November 2016 was a landmark month for Copenhagen. For the first time since records began, more bicycles journeys were recorded than cars journeys.
During the month, 265,700 bicycles were recorded daily, compared to 252,600 cars.
This statistic is all the more impressive when you consider that Copenhagen has seen a 68% increase in cycling in just 20 years. Plus, when figures where first recorded in 1970, they showed 351,133 cars to just 100,071 bikes.
This means Copenhagen now joins Amsterdam as a city that officially favours two wheels to four, with the Dutch capital hitting the same tipping point way back in 1995. Momentum has stayed heavily on the side of people on bikes in Amsterdam too, with bicycle rides now outweighing car journeys 53% to 24%.
But Copenhagen and Amsterdam have always been cycling cities blessed with amazing infrastructure, right? Well, no. Not really.
While riding bicycles remained relatively popular throughout the 20th century in Denmark’s biggest city, the major driving force (excuse the pun) behind Copenhagen’s thriving cycling scene came from a bold political vision and hefty investment.
Since 2005, £115 million has been invested in cycling infrastructure in Copenhagen. These funds saw cycling lanes added, improved and widened, as well as new bike and pedestrian-only bridges being opened to help navigated the city better. Former lord mayor, Ritt Bjerregaard (now head of the Danish Cycling Federation), played a key part in this vision.
And Copenhagen certainly aren’t resting on their laurels. Current mayor of technical and environmental affairs, Morton Kabell, hopes to see “the central core of town between Nørreport, City Hall and Kongens Nytorv becoming car-free within a decade.”
“People see that the fastest way to get around town is on a bicycle.”
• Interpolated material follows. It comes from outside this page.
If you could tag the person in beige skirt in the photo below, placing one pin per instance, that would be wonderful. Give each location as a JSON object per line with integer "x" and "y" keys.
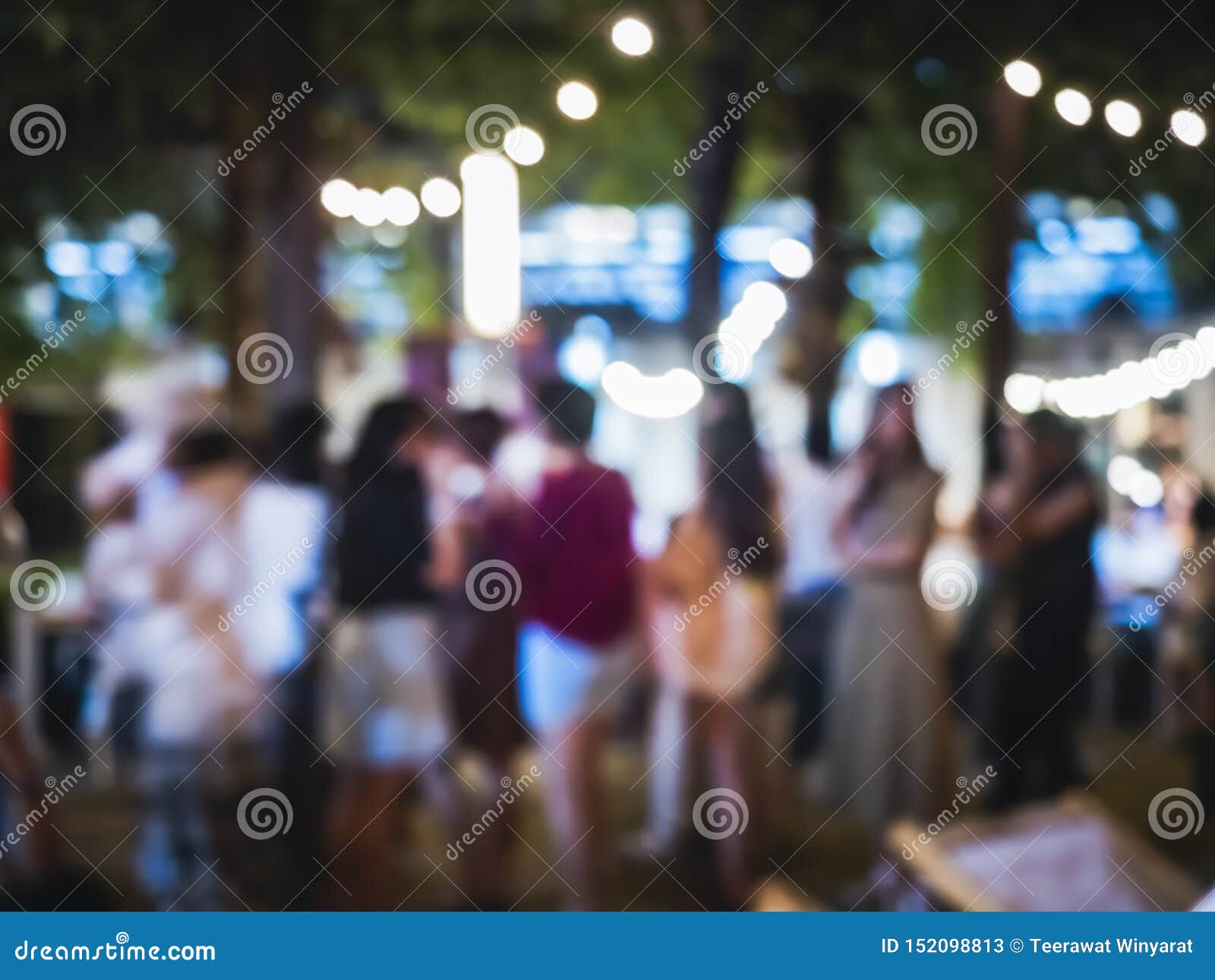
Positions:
{"x": 715, "y": 625}
{"x": 888, "y": 680}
Having had the luck of spending a fair bit of time in Copenhagen over the last couple of years, I must say cycling in the city is an absolute pleasure. It’s simple and organised. It feels completely safe. And bicycles are constantly zipping around, even in the harshest of winter conditions.
So, with Mayor of London, Sadiq Khan pledging to spend £770 million on cycling infrastructure in the British capital over the next five years, is it possible that cyclists could outnumber car users in a couple of decades in London too?